Don't knock lim.  lim makes magic into science.

In an ideal crunching game, the answer is infinity. (all fanboys clap your little hands)

In practical electronics or electrical engineering terms, the actual short circuit current is mediated by the intrinsic resistance, capacitance, and inductance of the hardware.

However, we buy a relay that says "10 amps, 220 VAC"...but what happens if you're running a nice inductive motor from that?

Let's say the motor is operating at a quiescent current of 9 amps.

Now. turn off the power circuit. fun begins in microseconds.

the inductor, because of Ldit/dit, does not wreally want to go from N amps to 0 instantaneously...In fact, it with get rather peaviish...its temper will rise, and rise and rise, until it towers over you, until it dispels that energy by flowing into some other path or into the switch.

So the device is rated for 220V right? but the kick back voltage generated by the flywheel...oops, I mean, inductor, can reach significantly higher than that number. Which is why there are relays made for motors and one made for "not motors". in a semiconductor, the voltage can get so high that it literally burns a hole thru the semiconductor junction, one itsy bitsy, totally pissed off lighting bolt encase in black plastic

ramble mode off...I forgot what I was saying.

oh...well the use of the "approaches infinity" idea comes in handy, because it reduces the indeterminacy of governing equations when its results are used to strip variables from the calculation. (called reducing the degrees of freedom.very useful in modeling)

You are dealing with two different constructs. One is mathematical, the other is electrical theory.

Division by zero is mathematical. In mathematics division by zero is undefined. From a practical standpoint you can't divide an orange (or or pie, anything else) by zero. You can divide by 2, 1, .5 .000001, but not zero.

The answer to the short-circuit question is electrical theory, and  "theoretically" the current would approach infinity. One form of Ohm's law to calculate current is: I=E/R. I=current, E=voltage, and R= Resistance. From this simple formula as R gets smaller, I (upper case "i" or current) gets larger. As R approaches 0 (zero), I (upper case 'i') approaches infinity. That's the theoretical side. The practical side shows that the amount of current that will be provided by a short-circuit is limited by the circuit breaker, or device that has the lowest power rating. In a power supply typically a fuse will blow before a component in the power supply.

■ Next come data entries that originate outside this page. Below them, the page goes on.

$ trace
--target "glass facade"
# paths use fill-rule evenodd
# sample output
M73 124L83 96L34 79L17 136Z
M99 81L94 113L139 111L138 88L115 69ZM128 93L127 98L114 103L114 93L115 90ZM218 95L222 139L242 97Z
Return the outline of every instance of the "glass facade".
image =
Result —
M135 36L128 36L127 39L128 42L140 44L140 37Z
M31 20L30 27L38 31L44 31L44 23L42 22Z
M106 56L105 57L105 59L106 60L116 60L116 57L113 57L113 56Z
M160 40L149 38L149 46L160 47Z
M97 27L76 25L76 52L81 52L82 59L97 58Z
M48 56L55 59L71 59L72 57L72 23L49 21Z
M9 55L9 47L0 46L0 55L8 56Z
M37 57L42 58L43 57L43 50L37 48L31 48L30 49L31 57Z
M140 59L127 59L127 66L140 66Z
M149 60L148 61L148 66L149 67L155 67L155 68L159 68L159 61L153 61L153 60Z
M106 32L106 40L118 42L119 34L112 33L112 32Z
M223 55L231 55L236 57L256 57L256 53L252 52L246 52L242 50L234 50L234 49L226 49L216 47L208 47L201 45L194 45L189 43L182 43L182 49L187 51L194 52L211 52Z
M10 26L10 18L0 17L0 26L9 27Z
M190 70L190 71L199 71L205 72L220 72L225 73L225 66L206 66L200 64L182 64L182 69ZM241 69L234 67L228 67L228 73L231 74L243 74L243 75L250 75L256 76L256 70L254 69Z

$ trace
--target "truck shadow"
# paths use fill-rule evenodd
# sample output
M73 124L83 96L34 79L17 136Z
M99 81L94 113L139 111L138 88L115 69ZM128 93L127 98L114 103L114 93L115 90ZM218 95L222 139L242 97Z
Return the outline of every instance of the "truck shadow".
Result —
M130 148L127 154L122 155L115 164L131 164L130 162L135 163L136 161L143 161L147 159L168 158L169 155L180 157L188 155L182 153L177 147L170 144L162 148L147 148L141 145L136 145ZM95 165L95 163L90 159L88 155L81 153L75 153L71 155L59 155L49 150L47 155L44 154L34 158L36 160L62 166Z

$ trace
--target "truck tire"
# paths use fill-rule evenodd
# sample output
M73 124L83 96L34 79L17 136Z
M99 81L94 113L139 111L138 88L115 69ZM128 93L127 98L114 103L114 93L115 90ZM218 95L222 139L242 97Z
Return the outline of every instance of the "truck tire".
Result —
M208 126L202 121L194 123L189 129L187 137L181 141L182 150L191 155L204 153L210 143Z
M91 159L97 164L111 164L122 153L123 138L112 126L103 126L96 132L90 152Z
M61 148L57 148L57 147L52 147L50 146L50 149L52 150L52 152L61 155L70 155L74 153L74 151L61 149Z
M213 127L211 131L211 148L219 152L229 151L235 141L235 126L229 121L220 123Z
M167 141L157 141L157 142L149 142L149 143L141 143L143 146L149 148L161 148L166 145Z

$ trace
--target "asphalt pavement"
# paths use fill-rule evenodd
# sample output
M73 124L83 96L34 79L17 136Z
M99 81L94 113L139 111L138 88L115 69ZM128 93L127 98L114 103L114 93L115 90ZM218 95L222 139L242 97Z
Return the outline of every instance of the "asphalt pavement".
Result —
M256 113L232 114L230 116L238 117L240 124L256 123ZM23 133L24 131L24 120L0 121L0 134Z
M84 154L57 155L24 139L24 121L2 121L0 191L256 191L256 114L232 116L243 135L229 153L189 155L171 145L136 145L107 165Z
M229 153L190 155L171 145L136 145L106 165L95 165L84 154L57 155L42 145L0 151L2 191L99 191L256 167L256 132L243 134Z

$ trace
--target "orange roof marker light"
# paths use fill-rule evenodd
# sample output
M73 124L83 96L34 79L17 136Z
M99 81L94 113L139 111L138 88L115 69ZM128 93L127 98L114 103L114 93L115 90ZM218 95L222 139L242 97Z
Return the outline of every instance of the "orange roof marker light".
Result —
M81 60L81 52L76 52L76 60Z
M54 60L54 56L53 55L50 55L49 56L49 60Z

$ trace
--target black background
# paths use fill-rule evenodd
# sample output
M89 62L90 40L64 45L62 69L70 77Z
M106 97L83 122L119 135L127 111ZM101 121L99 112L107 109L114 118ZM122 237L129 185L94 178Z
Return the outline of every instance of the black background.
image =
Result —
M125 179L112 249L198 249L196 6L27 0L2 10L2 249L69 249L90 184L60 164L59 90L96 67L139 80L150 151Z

W/ref the circuit, superconductors will build massive currents, but you're limited but the parts of the circuit that aren't superconductors. You can have the super-conductor in a loop and charge by induction (still limited by your non-superconducting charger though) and build mighty electromagnets:
11.7 Tesla!

L

FTFA.
To understand division by zero, we must check it with multiplication: multiply the quotient by the divisor to get the original number. However, no number multiplied by zero will produce a product other than zero. To satisfy division by zero, the quotient must be bigger than all other numbers, i.e., infinity. This connection of division by zero to infinity takes us beyond elementary arithmetic (see below).

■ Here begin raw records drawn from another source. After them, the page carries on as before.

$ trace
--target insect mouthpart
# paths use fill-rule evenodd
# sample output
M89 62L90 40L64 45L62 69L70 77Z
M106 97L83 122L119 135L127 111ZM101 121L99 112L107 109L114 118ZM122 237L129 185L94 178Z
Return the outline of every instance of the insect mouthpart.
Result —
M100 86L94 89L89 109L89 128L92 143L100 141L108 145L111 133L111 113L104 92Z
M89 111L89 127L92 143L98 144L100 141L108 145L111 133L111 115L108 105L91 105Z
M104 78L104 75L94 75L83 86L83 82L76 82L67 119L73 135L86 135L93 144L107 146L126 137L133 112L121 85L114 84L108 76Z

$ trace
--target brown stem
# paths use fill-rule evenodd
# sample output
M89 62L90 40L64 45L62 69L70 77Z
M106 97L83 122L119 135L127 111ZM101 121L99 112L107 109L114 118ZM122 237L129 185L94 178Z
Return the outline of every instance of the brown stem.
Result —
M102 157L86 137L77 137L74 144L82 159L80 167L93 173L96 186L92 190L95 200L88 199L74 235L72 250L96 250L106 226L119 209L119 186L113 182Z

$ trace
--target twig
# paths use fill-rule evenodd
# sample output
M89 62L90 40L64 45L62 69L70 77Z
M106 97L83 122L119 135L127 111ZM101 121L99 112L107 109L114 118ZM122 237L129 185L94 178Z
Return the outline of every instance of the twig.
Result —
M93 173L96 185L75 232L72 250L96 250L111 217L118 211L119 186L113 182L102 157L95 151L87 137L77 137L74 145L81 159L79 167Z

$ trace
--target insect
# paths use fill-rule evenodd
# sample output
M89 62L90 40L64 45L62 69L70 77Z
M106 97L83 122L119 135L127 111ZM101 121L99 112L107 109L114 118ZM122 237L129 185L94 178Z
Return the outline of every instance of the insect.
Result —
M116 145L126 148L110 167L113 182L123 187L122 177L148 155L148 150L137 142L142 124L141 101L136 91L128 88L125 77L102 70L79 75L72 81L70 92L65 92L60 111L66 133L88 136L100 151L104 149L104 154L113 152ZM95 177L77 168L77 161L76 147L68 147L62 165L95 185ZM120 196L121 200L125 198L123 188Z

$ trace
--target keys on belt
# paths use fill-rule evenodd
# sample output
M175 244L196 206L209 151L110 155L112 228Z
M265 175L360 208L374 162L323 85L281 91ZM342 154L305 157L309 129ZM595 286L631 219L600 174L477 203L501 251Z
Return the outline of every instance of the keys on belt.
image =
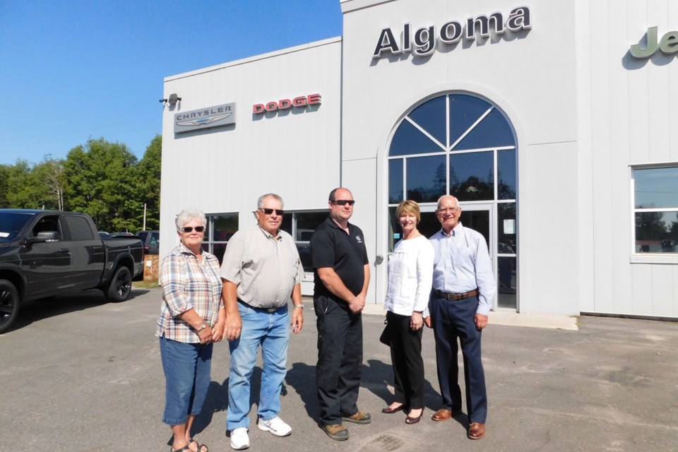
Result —
M433 293L438 298L444 298L445 299L450 302L458 302L460 299L465 299L470 297L474 297L480 293L477 289L474 289L470 292L467 292L463 294L451 294L446 292L443 292L442 290L438 290L437 289L433 290Z

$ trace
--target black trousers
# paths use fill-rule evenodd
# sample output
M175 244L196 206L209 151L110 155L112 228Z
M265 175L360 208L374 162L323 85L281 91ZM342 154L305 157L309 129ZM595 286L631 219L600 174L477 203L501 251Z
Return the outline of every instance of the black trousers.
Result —
M424 408L424 359L422 328L412 331L410 316L386 311L386 328L391 335L391 360L393 365L396 401L405 411Z
M362 316L346 303L328 297L313 299L317 316L318 364L316 385L321 422L340 424L358 412L362 367Z
M482 335L475 328L475 322L477 309L477 297L450 302L432 295L429 302L433 333L436 338L438 381L443 397L441 408L452 411L461 409L461 388L458 381L458 340L464 361L466 410L469 422L484 423L487 417L487 391L480 356Z

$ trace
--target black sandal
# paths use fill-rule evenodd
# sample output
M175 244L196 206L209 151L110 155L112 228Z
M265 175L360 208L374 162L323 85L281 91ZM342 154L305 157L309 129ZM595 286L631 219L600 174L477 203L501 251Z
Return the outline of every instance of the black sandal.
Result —
M198 445L198 447L196 448L196 452L210 452L210 448L208 448L205 444L201 444L197 441L196 441L195 438L191 438L191 439L189 440L189 446L191 446L191 444L192 444L193 443L195 443L196 444ZM192 449L189 448L189 450L190 450L191 452L193 452Z

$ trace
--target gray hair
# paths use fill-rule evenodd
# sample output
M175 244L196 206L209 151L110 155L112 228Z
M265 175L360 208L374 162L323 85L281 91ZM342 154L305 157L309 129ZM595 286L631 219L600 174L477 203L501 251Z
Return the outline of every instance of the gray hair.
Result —
M179 213L177 219L174 220L174 224L177 225L177 232L180 232L184 225L186 223L191 222L192 220L199 220L203 223L203 226L207 224L207 218L205 218L205 214L202 210L194 208L184 209Z
M263 200L268 197L273 198L273 199L280 201L280 208L282 208L285 206L285 203L282 202L282 198L280 198L278 195L276 195L275 193L267 193L265 195L261 195L261 196L259 196L258 200L257 200L256 201L256 208L258 209L263 208Z

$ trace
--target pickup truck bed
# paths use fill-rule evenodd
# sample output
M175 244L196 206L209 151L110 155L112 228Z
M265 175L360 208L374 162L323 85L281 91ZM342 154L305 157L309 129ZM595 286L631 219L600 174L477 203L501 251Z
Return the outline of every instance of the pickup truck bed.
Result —
M138 237L102 240L86 214L0 209L0 333L26 300L94 288L127 299L143 261Z

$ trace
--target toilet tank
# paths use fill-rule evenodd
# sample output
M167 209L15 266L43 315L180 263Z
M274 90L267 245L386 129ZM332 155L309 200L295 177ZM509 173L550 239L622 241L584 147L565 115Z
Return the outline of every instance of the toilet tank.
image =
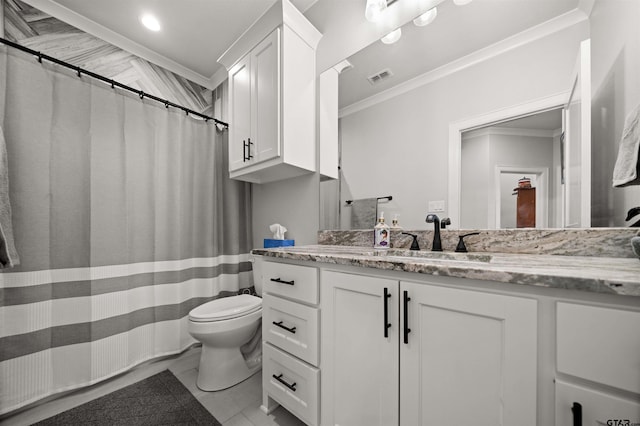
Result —
M253 286L256 289L256 294L262 296L262 256L251 255L251 266L253 268Z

As Orksecurity said, it's an undefined quantity, because the limits give inconsistent results depending on the order in which you evaluate them.

In any practical problem, you cannot actually reach either of the two limits:  a short is not zero resistance, just small (typically milliohm or so), and all current sources have a maximum output.

What happens with a dead short, obviously, is that the current output goes to its maximum and the voltage source is quickly drained, or overheats (that pesky Ohm's law, again, P = I2R).